Good summer reading: Fate’s Bookie

hicks2009Now when it’s summer vacation I spend much time outdoors fishing and boating. But in the recent days when it has been raining, I’ve read an interesting and entertaining book about gambling that I recommend to you all:

Fate’s Bookie: How the Lottery Shaped the World, by Gary Hicks (2009; The History Press).

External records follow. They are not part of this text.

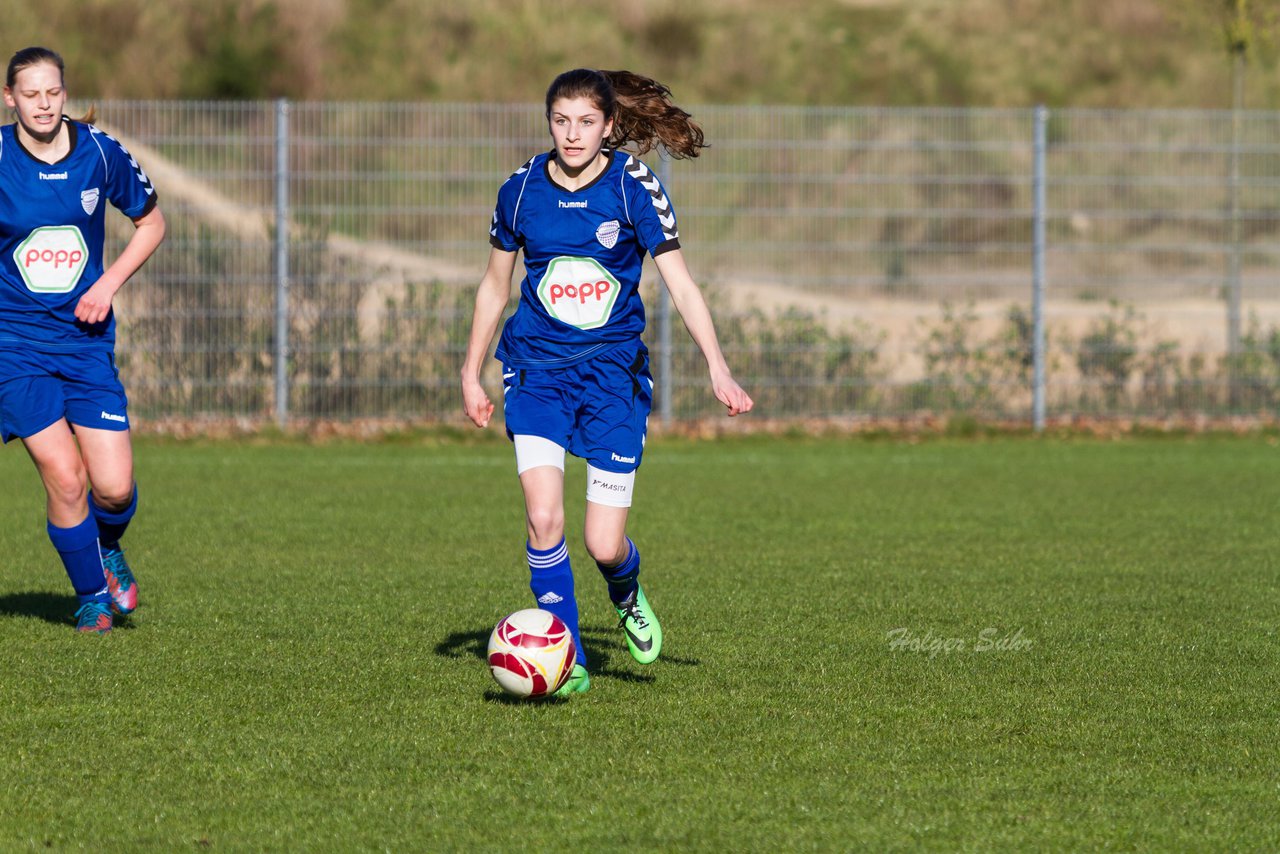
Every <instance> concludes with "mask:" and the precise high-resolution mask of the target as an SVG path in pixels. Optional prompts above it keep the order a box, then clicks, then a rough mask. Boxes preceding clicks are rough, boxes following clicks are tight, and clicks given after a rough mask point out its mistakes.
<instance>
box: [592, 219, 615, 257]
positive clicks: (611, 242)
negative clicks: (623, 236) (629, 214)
mask: <svg viewBox="0 0 1280 854" xmlns="http://www.w3.org/2000/svg"><path fill="white" fill-rule="evenodd" d="M621 230H622V227H621V225H618V220H616V219H611V220H609V222H607V223H600V225H599V228H596V229H595V239H598V241H600V246H603V247H604V248H607V250H612V248H613V246H614V245H616V243H617V242H618V233H620V232H621Z"/></svg>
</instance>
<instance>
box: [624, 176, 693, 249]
mask: <svg viewBox="0 0 1280 854" xmlns="http://www.w3.org/2000/svg"><path fill="white" fill-rule="evenodd" d="M622 170H623V173H626V174H627V175H631V177H632V178H635V179H636V181H637V182H640V186H641V187H644V188H645V189H646V191H648V192H649V201H650V202H653V209H654V211H655V213H657V214H658V222H659V223H660V224H662V233H663V234H664V236H666V237H667V239H668V241H671V239H676V238H678V237H680V232H678V230H677V229H676V214H675V211H672V210H671V200H669V198H667V193H666V191H663V188H662V182H659V181H658V177H657V175H655V174H653V172H652V170H650V169H649V166H646V165H644V163H643V161H640V160H637V159H636V157H635V155H627V161H626V163H625V164H623V165H622ZM622 197H623V198H626V193H622Z"/></svg>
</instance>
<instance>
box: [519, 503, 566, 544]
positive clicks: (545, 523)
mask: <svg viewBox="0 0 1280 854" xmlns="http://www.w3.org/2000/svg"><path fill="white" fill-rule="evenodd" d="M527 519H529V539H530V540H531V542H532V543H534V544H535V545H538V544H540V543H550V544H552V545H554V544H556V543H558V542H559V540H561V538H562V536H564V511H563V508H561V507H535V508H531V510H530V511H529V512H527ZM538 547H539V548H543V547H541V545H538Z"/></svg>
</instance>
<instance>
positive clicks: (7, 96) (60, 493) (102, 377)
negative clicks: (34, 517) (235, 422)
mask: <svg viewBox="0 0 1280 854" xmlns="http://www.w3.org/2000/svg"><path fill="white" fill-rule="evenodd" d="M63 76H64V64H63V60H61V58H60V56H59V55H58V54H55V52H54V51H51V50H49V49H45V47H27V49H24V50H19V51H18V52H17V54H14V55H13V58H12V59H10V60H9V68H8V72H6V74H5V86H4V101H5V105H6V106H8V108H9V109H10V110H13V111H14V117H15V119H17V120H15V122H14V123H13V124H8V125H4V127H3V128H0V437H3V439H4V440H5V442H9V440H10V439H13V438H14V437H17V438H19V439H22V443H23V446H26V448H27V453H28V455H29V456H31V460H32V462H35V465H36V470H37V471H38V472H40V479H41V481H42V483H44V485H45V494H46V512H47V519H49V524H47V530H49V539H50V540H51V542H52V544H54V548H55V549H56V551H58V554H59V557H60V558H61V561H63V566H64V567H65V568H67V575H68V577H69V579H70V581H72V586H73V588H74V589H76V595H77V598H78V599H79V608H78V609H77V612H76V618H77V629H79V630H81V631H93V632H99V634H105V632H108V631H110V630H111V626H113V612H114V613H116V615H127V613H129V612H132V611H133V609H134V608H136V607H137V603H138V588H137V583H136V581H134V579H133V574H132V571H131V570H129V565H128V563H127V562H125V560H124V552H123V551H122V549H120V538H122V536H123V535H124V529H125V528H128V525H129V520H131V519H132V517H133V513H134V510H136V508H137V504H138V492H137V487H136V485H134V483H133V448H132V444H131V442H129V416H128V399H127V397H125V394H124V387H123V385H122V384H120V379H119V374H118V373H116V370H115V314H114V312H113V310H111V300H113V297H114V296H115V293H116V291H119V289H120V287H122V286H123V284H124V283H125V282H127V280H128V279H129V277H132V275H133V274H134V273H136V271H137V270H138V268H141V266H142V264H143V262H145V261H146V260H147V259H148V257H151V254H152V252H155V250H156V247H157V246H160V242H161V241H163V239H164V232H165V222H164V215H163V214H161V213H160V209H159V207H156V193H155V188H154V187H152V186H151V179H150V178H147V175H146V173H145V172H143V170H142V166H140V165H138V164H137V163H136V161H134V160H133V157H131V156H129V152H128V151H125V150H124V147H123V146H122V145H120V143H119V142H116V141H115V140H113V138H111V137H110V136H108V134H106V133H102V132H101V131H99V129H97V128H95V127H93V125H92V124H91V122H92V110H90V115H88V117H86V118H84V120H73V119H69V118H67V117H64V115H63V108H64V106H65V104H67V86H65V83H64V79H63ZM108 202H110V204H111V205H114V206H115V207H118V209H119V210H120V211H122V213H123V214H124V215H125V216H128V218H129V219H131V220H133V224H134V227H136V230H134V232H133V234H132V236H131V238H129V242H128V245H127V246H125V247H124V251H123V252H120V256H119V257H116V259H115V261H113V262H111V264H110V265H109V266H105V259H104V256H102V239H104V223H105V211H106V205H108ZM104 266H105V269H104Z"/></svg>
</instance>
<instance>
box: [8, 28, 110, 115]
mask: <svg viewBox="0 0 1280 854" xmlns="http://www.w3.org/2000/svg"><path fill="white" fill-rule="evenodd" d="M42 63H49V64H50V65H52V67H55V68H56V69H58V76H59V77H60V78H63V81H64V83H65V79H67V63H64V61H63V58H61V56H59V55H58V54H56V52H54V51H51V50H49V49H47V47H23V49H22V50H19V51H18V52H17V54H14V55H13V56H10V58H9V70H8V72H5V77H4V85H5V87H6V88H9V90H12V88H13V86H14V83H17V82H18V72H20V70H24V69H27V68H31V67H33V65H40V64H42ZM95 118H97V106H96V105H93V104H90V105H88V111H87V113H84V115H82V117H81V118H78V119H73V120H74V122H83V123H84V124H93V119H95Z"/></svg>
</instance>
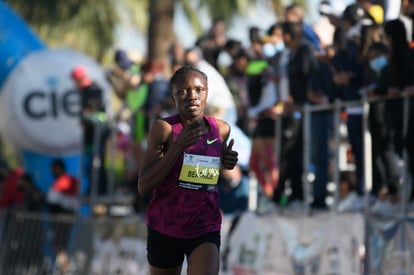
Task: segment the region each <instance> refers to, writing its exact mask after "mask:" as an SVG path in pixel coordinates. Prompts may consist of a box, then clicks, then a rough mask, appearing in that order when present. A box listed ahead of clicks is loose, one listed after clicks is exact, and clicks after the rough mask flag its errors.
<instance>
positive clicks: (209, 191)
mask: <svg viewBox="0 0 414 275" xmlns="http://www.w3.org/2000/svg"><path fill="white" fill-rule="evenodd" d="M165 120H166V121H167V122H168V123H169V124H170V125H171V127H172V140H173V141H175V140H176V139H177V136H178V134H179V133H180V132H181V130H182V129H183V125H182V124H181V121H180V119H179V117H178V115H174V116H171V117H168V118H166V119H165ZM204 120H206V121H207V122H208V124H209V131H208V132H207V134H205V135H204V136H203V137H202V139H201V140H200V141H198V142H197V143H196V144H194V145H192V146H191V147H188V148H186V149H185V151H184V152H183V153H182V154H181V155H180V157H179V158H178V159H177V161H176V163H175V165H174V167H173V168H172V169H171V171H170V173H169V174H168V175H167V177H166V178H165V180H164V182H163V183H162V184H161V185H159V186H158V187H157V188H155V190H154V192H153V197H152V199H151V202H150V204H149V206H148V209H147V214H146V216H147V217H146V219H147V225H148V226H149V227H151V228H152V229H154V230H156V231H158V232H160V233H162V234H165V235H168V236H171V237H175V238H181V239H189V238H194V237H197V236H200V235H202V234H205V233H208V232H213V231H220V228H221V211H220V206H219V194H218V188H217V181H218V175H219V171H220V163H221V159H220V156H221V150H222V144H223V141H222V139H221V137H220V133H219V129H218V125H217V122H216V120H215V119H214V118H212V117H208V116H205V117H204Z"/></svg>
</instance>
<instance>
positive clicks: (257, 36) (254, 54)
mask: <svg viewBox="0 0 414 275" xmlns="http://www.w3.org/2000/svg"><path fill="white" fill-rule="evenodd" d="M249 42H250V45H249V47H248V48H247V49H246V52H247V56H248V57H249V60H258V59H259V60H260V59H263V58H265V56H264V54H263V41H262V34H261V32H260V29H259V28H258V27H256V26H252V27H250V28H249Z"/></svg>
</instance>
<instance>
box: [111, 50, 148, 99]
mask: <svg viewBox="0 0 414 275" xmlns="http://www.w3.org/2000/svg"><path fill="white" fill-rule="evenodd" d="M114 61H115V63H114V66H113V67H112V68H111V69H110V70H109V71H108V73H107V79H108V81H109V82H110V83H111V84H112V87H113V89H114V91H115V94H116V95H117V96H118V97H119V98H120V99H121V100H122V101H125V100H126V101H128V100H130V99H129V97H130V96H131V95H128V94H129V93H130V92H132V91H134V90H135V89H136V88H137V87H138V85H139V83H140V81H141V76H140V69H139V66H138V65H137V64H135V63H134V62H133V61H132V60H130V59H129V57H128V55H127V53H126V52H125V51H124V50H116V51H115V54H114Z"/></svg>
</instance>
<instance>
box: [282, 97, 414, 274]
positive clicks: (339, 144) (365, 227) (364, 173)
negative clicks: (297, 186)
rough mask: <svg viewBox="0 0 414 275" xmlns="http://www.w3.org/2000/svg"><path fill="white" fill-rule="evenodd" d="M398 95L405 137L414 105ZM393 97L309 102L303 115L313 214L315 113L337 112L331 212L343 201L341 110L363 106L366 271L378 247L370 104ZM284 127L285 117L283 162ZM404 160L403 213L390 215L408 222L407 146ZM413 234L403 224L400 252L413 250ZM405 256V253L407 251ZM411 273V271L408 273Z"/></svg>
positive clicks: (363, 140)
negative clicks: (373, 189)
mask: <svg viewBox="0 0 414 275" xmlns="http://www.w3.org/2000/svg"><path fill="white" fill-rule="evenodd" d="M398 98H403V102H404V103H403V105H404V113H403V117H402V121H403V135H404V136H405V134H406V133H407V128H408V115H409V113H408V110H409V107H410V97H409V96H406V95H402V96H400V97H398ZM391 99H396V97H387V96H385V97H376V98H366V97H363V98H362V99H361V100H358V101H340V100H336V101H335V102H334V103H333V104H326V105H309V104H305V105H304V106H303V108H302V110H301V112H302V116H303V120H302V123H303V124H302V125H303V149H304V151H303V164H302V165H303V175H302V179H303V190H304V198H305V199H304V202H305V206H304V211H305V213H307V214H310V213H311V209H310V202H311V196H312V194H311V188H310V187H311V181H310V180H309V179H310V174H311V171H310V170H309V168H310V163H311V158H310V156H311V153H310V150H311V148H310V146H311V142H310V136H311V130H312V129H311V126H310V125H311V114H312V113H313V112H320V111H326V110H331V111H333V117H334V122H333V131H334V134H333V140H334V147H335V153H334V162H335V165H334V174H333V179H332V181H333V182H334V184H335V186H336V188H335V195H334V203H333V206H332V208H331V211H332V212H333V213H336V206H337V203H338V201H339V175H340V172H341V171H340V163H339V159H340V152H339V150H340V142H341V141H340V140H341V135H340V133H339V129H340V127H339V126H340V124H341V110H342V109H343V108H346V107H352V106H362V108H363V114H362V119H363V129H362V133H363V136H362V137H361V138H363V142H364V143H363V144H364V167H365V169H364V193H365V195H364V201H365V208H364V213H363V214H364V216H365V223H366V224H365V239H366V242H367V243H366V250H367V251H366V253H367V254H366V261H367V262H366V263H365V265H366V267H368V268H367V269H366V270H365V272H364V274H369V272H370V270H369V267H370V264H371V265H372V263H370V262H369V260H370V259H371V258H372V257H371V255H370V253H371V252H372V249H375V247H373V245H372V244H371V243H369V240H370V238H371V235H372V233H373V231H372V226H371V227H370V225H369V223H368V220H369V219H372V218H373V214H372V213H371V212H370V209H369V200H370V198H369V195H370V192H371V190H372V184H373V183H372V180H373V179H372V174H371V173H370V172H368V171H372V170H371V168H372V155H371V153H372V152H371V135H370V130H369V122H368V115H369V107H370V103H374V102H378V101H384V100H391ZM412 108H414V106H412ZM282 127H283V126H282V125H281V119H280V118H279V119H277V121H276V129H277V140H276V144H277V147H276V150H277V152H278V154H279V161H283V160H281V159H280V151H281V148H282V146H283V144H282V143H281V140H282V138H281V135H282V129H283V128H282ZM403 161H404V172H403V179H402V182H403V184H402V188H401V190H400V197H401V199H402V200H401V208H400V211H399V213H395V215H393V216H390V217H389V218H391V219H396V220H398V221H399V222H401V223H408V221H411V219H412V217H411V218H410V217H409V215H408V207H407V205H408V200H409V194H410V192H411V188H412V179H411V178H410V176H409V172H408V167H407V161H408V158H407V151H406V149H405V148H404V151H403ZM408 235H409V234H407V233H406V228H405V227H402V229H401V232H399V237H400V238H399V240H400V241H399V244H398V246H399V251H400V252H401V253H403V254H404V253H406V252H407V251H408V253H409V252H410V251H409V248H407V239H409V237H410V236H408ZM404 255H405V254H404ZM407 257H411V256H407ZM401 274H405V273H401ZM407 274H408V273H407Z"/></svg>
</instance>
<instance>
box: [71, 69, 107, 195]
mask: <svg viewBox="0 0 414 275" xmlns="http://www.w3.org/2000/svg"><path fill="white" fill-rule="evenodd" d="M71 76H72V79H73V81H74V82H75V84H76V87H77V89H78V90H79V93H80V97H81V124H82V127H83V152H84V171H86V175H87V179H88V180H89V184H88V188H87V191H86V193H87V194H88V195H89V194H91V191H92V190H96V194H93V195H97V194H99V195H104V194H105V193H106V192H107V182H106V180H107V179H106V172H105V165H104V164H105V147H106V142H107V139H108V136H109V129H108V127H107V125H106V123H107V116H106V103H105V99H104V92H103V91H102V89H101V88H100V87H99V86H98V84H97V83H96V82H95V81H93V80H92V78H91V77H90V76H89V75H88V72H87V70H86V68H85V67H83V66H81V65H79V66H76V67H74V68H73V70H72V74H71ZM92 163H94V164H93V165H92ZM95 188H96V189H95ZM94 192H95V191H94Z"/></svg>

The book is about the history of lotteries, from ancient times up to today, with a focus on England. Many remarkable stories of lotteries are told. Even you who have read much about the history of gambling will certainly find something new here. Examples of the topics covered are:

  • In antiquity, German youth were by the Romans said to have been so obsessed by dice gambling that some of them, when they had lost all their possessions, staked themselves as slaves for a period of time.
  • In the 1660th there was in England a lottery to help pay the ransoms of Britons enslaved by Barbary pirates in North Africa.
  • In the 1860th there was a Papal lottery in Rome. A crowd assembled in the Piazza Madonna when the winning numbers were announced, some people holding a crucifix in one hand and their lottery ticket in the other.
  • Although today considered a quite harmless form of gambling, lotteries have in the past caused much social harm among the poor who desperately hoped for a win.
  • Many examples are given of ruthless lottery scams, which show the need for the regulation of gambling.
  • Lotteries have in many societies and since antiquity been used for political and administrative decision making.

And there are many more interesting things to read in this book!